Source Received from the publisher
Published by Roaring Brook Press on August 25, 2020
Received from the publisher in exchange for an honest review. This does not affect my opinion of the book or the content of my review.
Rating:
There's nothing worse than peaking in high school. Nobody knows that better than Josie Pie.
She was kind of a big deal―she dropped out of high school to be a star! But the bigger you are, the harder you fall. And Josie fell. Hard. Ouch. Broadway dream: dead.
Meanwhile, her life keeps imploding. Best friend: distant. Boyfriend: busy. Mom: not playing with a full deck? Desperate to escape, Josie gets into reading.
Literally. She reads a book and suddenly she's inside it. And with each book, she’s a different character: a post-apocalyptic heroine, the lead in a YA rom-com, a 17th century wench in a corset.

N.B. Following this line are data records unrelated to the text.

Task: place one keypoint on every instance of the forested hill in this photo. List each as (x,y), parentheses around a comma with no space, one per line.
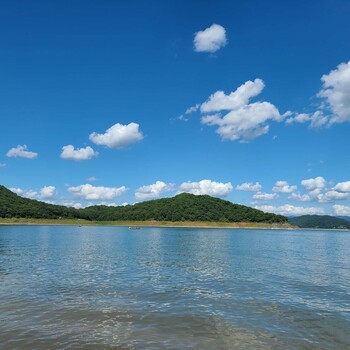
(14,206)
(183,207)
(320,221)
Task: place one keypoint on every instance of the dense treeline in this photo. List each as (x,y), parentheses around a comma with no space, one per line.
(14,206)
(320,221)
(183,207)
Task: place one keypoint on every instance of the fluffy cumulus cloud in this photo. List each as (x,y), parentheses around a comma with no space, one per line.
(308,197)
(248,186)
(21,151)
(44,193)
(341,210)
(153,190)
(68,152)
(118,136)
(332,195)
(314,183)
(211,188)
(283,187)
(342,186)
(210,39)
(219,101)
(265,196)
(48,192)
(242,120)
(316,119)
(290,210)
(336,93)
(90,192)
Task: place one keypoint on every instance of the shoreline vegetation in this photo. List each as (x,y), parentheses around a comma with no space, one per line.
(149,223)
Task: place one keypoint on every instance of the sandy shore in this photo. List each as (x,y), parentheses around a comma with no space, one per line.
(188,224)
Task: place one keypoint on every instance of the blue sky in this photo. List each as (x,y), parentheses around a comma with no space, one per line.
(121,101)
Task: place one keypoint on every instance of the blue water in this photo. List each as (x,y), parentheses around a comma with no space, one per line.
(173,288)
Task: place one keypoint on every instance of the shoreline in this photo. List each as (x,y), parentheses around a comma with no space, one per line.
(166,224)
(175,224)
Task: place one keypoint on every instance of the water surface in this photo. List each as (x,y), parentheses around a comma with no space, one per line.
(173,288)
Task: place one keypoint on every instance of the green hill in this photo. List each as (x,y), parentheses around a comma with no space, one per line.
(14,206)
(320,221)
(183,207)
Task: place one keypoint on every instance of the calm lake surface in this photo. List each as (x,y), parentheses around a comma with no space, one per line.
(173,288)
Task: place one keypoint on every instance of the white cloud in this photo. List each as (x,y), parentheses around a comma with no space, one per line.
(48,192)
(153,190)
(309,197)
(44,193)
(118,136)
(283,187)
(316,119)
(90,192)
(219,101)
(210,39)
(333,195)
(192,109)
(341,210)
(248,186)
(21,151)
(265,196)
(336,93)
(68,152)
(342,186)
(314,183)
(211,188)
(244,121)
(290,210)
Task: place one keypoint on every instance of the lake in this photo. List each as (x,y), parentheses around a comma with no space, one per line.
(69,287)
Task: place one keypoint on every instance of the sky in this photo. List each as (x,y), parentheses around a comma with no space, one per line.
(115,102)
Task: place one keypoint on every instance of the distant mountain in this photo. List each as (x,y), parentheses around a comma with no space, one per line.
(183,207)
(319,221)
(14,206)
(347,218)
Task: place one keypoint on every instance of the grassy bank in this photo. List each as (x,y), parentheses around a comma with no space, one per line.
(80,222)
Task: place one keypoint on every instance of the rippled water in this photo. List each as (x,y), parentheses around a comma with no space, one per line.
(166,288)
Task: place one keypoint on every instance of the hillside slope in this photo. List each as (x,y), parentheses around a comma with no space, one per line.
(12,206)
(183,207)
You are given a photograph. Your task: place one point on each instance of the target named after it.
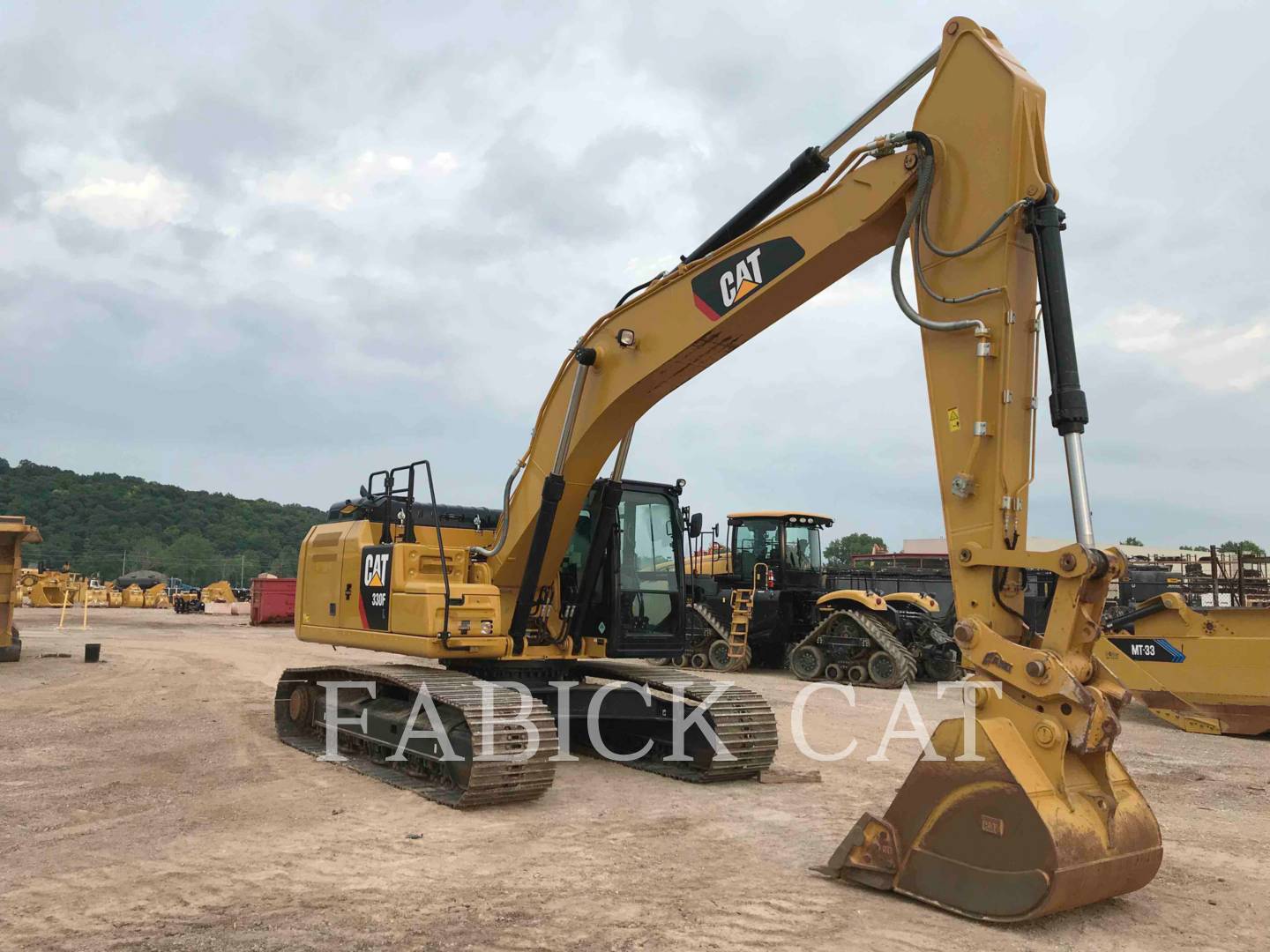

It’s alarming. But also . . . kind of amazing?
It’s the perfect way to live out her fantasies. Book after book, Josie the failed star finds a new way to shine. But the longer she stays in a story, the harder it becomes to escape.
Will Josie find a story so good that she just stays forever?
The synopsis for this book was irresistible to me! Escaping into books, literally? That sounds like my kind of story!
I had a difficult time getting into this book initially, because something about the writing style and dialogue just didn’t click for me. It was awkward and stilted. But once Josie started escaping into the books she was reading, I had a lot of fun reading this!
I really liked Josie’s character development. While she was a mess at the beginning, she came to understand herself, and her relationships with her best friend Nina and boyfriend Justin, in a way that I thought showed real growth and insight.
The dialogue and writing style never grew on me, but the story was inventive enough that I got past that and had fun reading this one.